Here’s a shock, in a glass. A step out on deck in a winter gale; a leap into chill water.
Once acclimatized, of course, the affront is tonic; you’re glad you risked all. Provocation becomes stimulation; stimulation nourishes, even as it braces. Safety is, for all its virtue, airless; its redoubts must be quit, only to be regained, and then abandoned again before the hasty scuttle back. Thus we shuttle our way forward, like dancing crabs.
Every day’s first sip of wine (after the airless afternoon, the stale journey home) is a little like this. All wine, after all, is acid. Even the low-acid ones, the Condrieu or Gewurztraminer with an insoucient pH of 4, are three grand notches short of chemical neutrality. The further you descend toward a pH of 3, the sharper the shock, the cooler the pool, the more polar the gale.
An almost absent presence
This wine’s color is a kind of mercury, pointing to what lies ahead. An absence of gold, drained away to nothing, leaving just a glint of silver, a suspicion of green. Nose into the glass, toe in the chill water. Fresh. What does “fresh” smell of? Lemon juice, separated from the oils of its skin: raw, bare. Or ice. Not cubes, but the frozen fringe of a trickling winter stream: no reeds, no plant matter, no muddy carp. Just water rushing over stones, arrested in part by water turned stone itself.
Why is it that a shy scent of this sort can engage the attention so, or set the mouth watering even before the first sip? There’s no yeast here; it’s flayed plant, stripped juice. It’s the presence that is almost an absence: the clearing in the boreal forest, filled with cold light, with crusted snow. All the same, our noses must gauge something here that is not found elsewhere. There are other Chardonnays from cool places that do not smell like this, even if their point of difference is simply a more assertive aromatic presence. Here we feast on an ice-jewelled absence.

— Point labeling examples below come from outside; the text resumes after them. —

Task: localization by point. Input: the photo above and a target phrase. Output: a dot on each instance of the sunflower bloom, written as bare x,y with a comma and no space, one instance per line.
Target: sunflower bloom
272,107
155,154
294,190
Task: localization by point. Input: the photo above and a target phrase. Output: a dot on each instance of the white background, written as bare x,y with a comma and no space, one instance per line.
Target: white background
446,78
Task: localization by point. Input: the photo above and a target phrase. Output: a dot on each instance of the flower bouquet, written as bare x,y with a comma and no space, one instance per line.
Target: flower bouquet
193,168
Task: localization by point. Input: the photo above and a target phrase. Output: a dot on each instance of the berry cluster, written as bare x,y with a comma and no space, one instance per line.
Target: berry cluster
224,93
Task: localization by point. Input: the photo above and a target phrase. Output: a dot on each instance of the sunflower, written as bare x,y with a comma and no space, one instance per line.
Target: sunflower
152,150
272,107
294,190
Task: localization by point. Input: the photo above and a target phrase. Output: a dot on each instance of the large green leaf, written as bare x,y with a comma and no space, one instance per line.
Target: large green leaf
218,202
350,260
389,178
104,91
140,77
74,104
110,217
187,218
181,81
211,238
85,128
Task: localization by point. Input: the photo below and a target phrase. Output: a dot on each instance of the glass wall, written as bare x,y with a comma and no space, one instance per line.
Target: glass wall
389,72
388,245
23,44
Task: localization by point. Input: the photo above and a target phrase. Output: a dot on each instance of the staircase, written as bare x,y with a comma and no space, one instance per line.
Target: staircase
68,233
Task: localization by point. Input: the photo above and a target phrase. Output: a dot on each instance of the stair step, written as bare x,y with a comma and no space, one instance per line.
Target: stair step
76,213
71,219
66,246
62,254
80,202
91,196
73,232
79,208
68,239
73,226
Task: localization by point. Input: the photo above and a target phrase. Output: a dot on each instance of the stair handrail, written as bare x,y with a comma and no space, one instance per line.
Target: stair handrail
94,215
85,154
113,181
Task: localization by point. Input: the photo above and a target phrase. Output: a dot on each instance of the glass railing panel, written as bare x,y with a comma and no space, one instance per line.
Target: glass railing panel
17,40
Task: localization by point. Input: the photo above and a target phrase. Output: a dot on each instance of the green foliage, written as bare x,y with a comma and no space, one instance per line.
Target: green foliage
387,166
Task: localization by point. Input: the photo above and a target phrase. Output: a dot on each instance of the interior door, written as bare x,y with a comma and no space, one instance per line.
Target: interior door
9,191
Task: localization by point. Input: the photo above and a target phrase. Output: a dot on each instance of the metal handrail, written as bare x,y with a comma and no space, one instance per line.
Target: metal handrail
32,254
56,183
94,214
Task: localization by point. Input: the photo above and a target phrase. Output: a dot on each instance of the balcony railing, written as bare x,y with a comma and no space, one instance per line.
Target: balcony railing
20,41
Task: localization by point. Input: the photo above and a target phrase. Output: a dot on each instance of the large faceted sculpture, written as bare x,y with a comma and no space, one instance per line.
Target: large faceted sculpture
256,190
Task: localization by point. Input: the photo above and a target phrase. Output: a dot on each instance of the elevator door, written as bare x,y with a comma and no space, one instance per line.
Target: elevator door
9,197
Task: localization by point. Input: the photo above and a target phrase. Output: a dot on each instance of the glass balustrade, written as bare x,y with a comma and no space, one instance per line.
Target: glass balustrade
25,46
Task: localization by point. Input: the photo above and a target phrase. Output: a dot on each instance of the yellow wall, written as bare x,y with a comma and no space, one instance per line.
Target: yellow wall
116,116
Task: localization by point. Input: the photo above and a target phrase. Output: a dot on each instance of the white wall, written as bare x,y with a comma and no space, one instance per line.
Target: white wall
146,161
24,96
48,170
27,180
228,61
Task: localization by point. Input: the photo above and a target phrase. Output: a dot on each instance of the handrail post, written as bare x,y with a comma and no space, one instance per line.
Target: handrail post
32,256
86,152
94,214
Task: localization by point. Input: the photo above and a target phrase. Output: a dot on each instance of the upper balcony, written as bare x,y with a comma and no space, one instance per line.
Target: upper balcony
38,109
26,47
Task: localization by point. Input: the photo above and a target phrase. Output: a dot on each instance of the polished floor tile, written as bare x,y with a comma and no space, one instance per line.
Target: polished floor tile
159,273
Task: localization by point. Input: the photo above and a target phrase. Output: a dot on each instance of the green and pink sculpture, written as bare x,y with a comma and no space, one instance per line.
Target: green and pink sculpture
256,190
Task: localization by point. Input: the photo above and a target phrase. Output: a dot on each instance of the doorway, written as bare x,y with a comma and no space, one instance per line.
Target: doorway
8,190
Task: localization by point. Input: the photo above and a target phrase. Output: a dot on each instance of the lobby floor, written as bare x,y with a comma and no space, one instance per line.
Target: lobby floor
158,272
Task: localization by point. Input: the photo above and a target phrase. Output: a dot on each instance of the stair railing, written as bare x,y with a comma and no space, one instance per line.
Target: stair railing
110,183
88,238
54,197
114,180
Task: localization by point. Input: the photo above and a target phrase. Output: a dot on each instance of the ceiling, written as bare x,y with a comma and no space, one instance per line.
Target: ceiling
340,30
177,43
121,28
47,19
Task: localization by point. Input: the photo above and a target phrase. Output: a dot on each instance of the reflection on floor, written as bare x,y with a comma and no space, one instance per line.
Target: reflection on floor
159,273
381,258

Petit Chablis: The taste of shivering
You taste the juicy driving sourness. The tongue plunges in, then splashes and shakes the mouth into life like a wet dog bounding into a warm kitchen. This is the taste of shivering. That, in a way, is all there is: it’s Petit Chablis. We might, as we smelled its aromatic absence, have imagined water running over stones, and water turned stone, but there is no particular stoniness in the wine to dignify its austere, close-shaven, convict-like almost-fruit; no texture, no layers. There is just the confrontation, the shock. Lemon juice again, without spurting fragrant lemon oil, without cream, without layers; bitter lemon, unapologetic with it. Terrific. It took all summer to limp its way, like Magwitch in irons, to a 12% ripeness. Just the job. Your mouth is alive again, and the redoubt is empty. You’re out; you’re on.
Crioux is a kind of brand (though there is a lieu-dit of this name, which has nothing to do with this wine); Fèvre’s Didier Seguier blends it from assorted parcels of purchased fruit. I bought this bottle in a supermarket for €12 or so. I waited a couple of years before opening it, though I don’t know why. I can’t say it’s improved, though there’s no evidence of decline, either. Perhaps the general profile of 2016, with its freshness, encouraged me, though 2016 Chablis is in general rather slight and supple. The back label alludes to the familiar tropes of Portlandian and Kimmeridgean: lost semi-eternities of slow-dropping tropical bliss in the late Jurassic. It would be more useful to say that this is a wine of the highest, coldest hill sites and their hard, rattling cap rock, not of the warmer spots with their richer, yellowy, fossil-thickened marls. There is wine in here from above the forest above Les Clos. Though also, to be accurate, from cold clays in Lignorelles. And from sandy or silty patches when they wash up at the edges of the region, before the vines dissolve into fields of swaying green wheat. It’s the wine of marginal land, of disappointed hopes.
The genius in its loci
But good Petit Chablis dashes hopes no longer. Our planet’s intelligent life, as we now recognize with dismay, has inadvertently duplicated the effect of the volcanic provinces of even deeper time than the Jurassic, layering carbon dioxide into the atmosphere as effectively as the belching Siberian traps of the Permian-Triassic boundary. It’s easy, if you drink wine, to taste global warming. Wines are getting richer, Chablis included. There’s even a new roundness in the cheeks of their starveling cousins. The unbalanced have found equilibrium, while the perfectly balanced begin to totter. And what, after all, do we want from Chablis? We want a shock in a glass, the taste of shivering, and a jewelled absence. Petit Chablis, shaven-headed as it is, may do this better today than much Chablis.
Of course that’s not all we want Chablis to do; there’s a music in the marls that percussive cap rock will never give you. Every great wine has its own genius loci. These spirits don’t steal willingly away—since there is no other place for them to go; tear the genius from its loci, and it can only curl up and die. Chablis can only be Chablis in Chablis. Just give, if you haven’t already, Petit Chablis a new chance.